Karar, Kanun Hükmünde Kararname'ye
dayanıyor. Zamanlaması ise dikkat çekici. Kısıtlama kararı, İstanbul Emniyet
Müdürlüğü'nde gözaltında tutulan Mustafa Koçak'ın avukatı Berrak Çağlar'ın,
Koçak'ın işkence gördüğünü açıklamasından hemen sonra geldi ve avukatlara dün
bildirildi. Avukatlar hakkındaki kısıtlama kararı, İdil Kültür Merkezi
çalışanlarını görmek için Emniyet'e giden bir avukatın "kısıtlama kararı
var" denilerek, müvekkilleriyle görüştürülmemesi üzerine ortaya çıktı. Söz
konusu avukat, listede 107. sırada yer alıyor. Bu, 107'den fazla avukat
hakkında kısıtlama kararı olduğu anlamına geliyor. Ancak tam sayı bilinmiyor.
Emniyet, kararı avukatlara vermedi.
ETHA'ya bilgi veren ÇHD İstanbul Şube Başkanı Av. Gökmen Yeşil, kararı
görebilmek için savcılığa, gerekli işlemlerin yapılması için de İstanbul
Barosu'na başvuru yaptıklarını söyledi. Yeşil, iki dosyayla hiç ilgilenmeyen
avukatlara dahi kısıtlama getirildiğini tahmin ettiklerini belirtti.
Kısıtlama kararının sadece soruşturma
aşaması için geçerli olduğunu ifade eden Av. Yeşil, "Dava açılırsa davaya
giremeyeceğimiz anlamına gelmiyor" dedi.
YARGI DEĞİL İNFAZ BİRİMİ
Av. Gökmen Yeşil, kararı şöyle
değerlendirdi: "Avukatlara yönelik genel bir saldırı var. Bugün Mersin'de
içinde üyelerimizin de olduğu 6 avukat hakkında gözaltına kararı çıkarıldı, 3'ü
gözaltına alındı. Van'da 1 avukatın gözaltına alındığını biliyoruz. Savcılıklar
ve sulh ceza hakimlikleri eliyle bir infaz birimi yaratıldı. Buna yargı
diyemeyiz. Gözaltı, gözaltında işkence, işkenceyi gizleme ve tutuklama şeklinde
bir infaz birimi yaratıldı. Hakimlerin yargılama işlemi sıfırlandı. Burada bir
sorun vardı, o da avukatlar. Hem varsa işkence tespiti yapıyor, hak bildirimi
yapıyor, yargılama aşamasında en etkin şekilde savunma hakkını kullanmaya
çalışıyor. Şimdi o pürüzü yok etmeye, yargı aşamasından uzaklaştırmaya
çalışıyorlar. Avukatın olmadığı bir adliye infaz birimine dönüşebilir.

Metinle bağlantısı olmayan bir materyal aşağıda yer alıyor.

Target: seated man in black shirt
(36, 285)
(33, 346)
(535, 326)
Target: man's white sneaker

Bu
kısıtlama kararının ne zaman verildiği önemli. Mustafa Koçak'a ağır işkence
yapılmıştı, sistematik işkence. Bugüne kadar karşılaştığımız kaba dayak
şeklindeki örnekler gibi değildi. Eskiden olduğu gibi ifade almaya dönük
sistematik işkence. Bu avukatlar tarafından tespit edildi. Avukat
arkadaşlarımız kamuoyuna duyurdular, ertesi gün karar çıktı.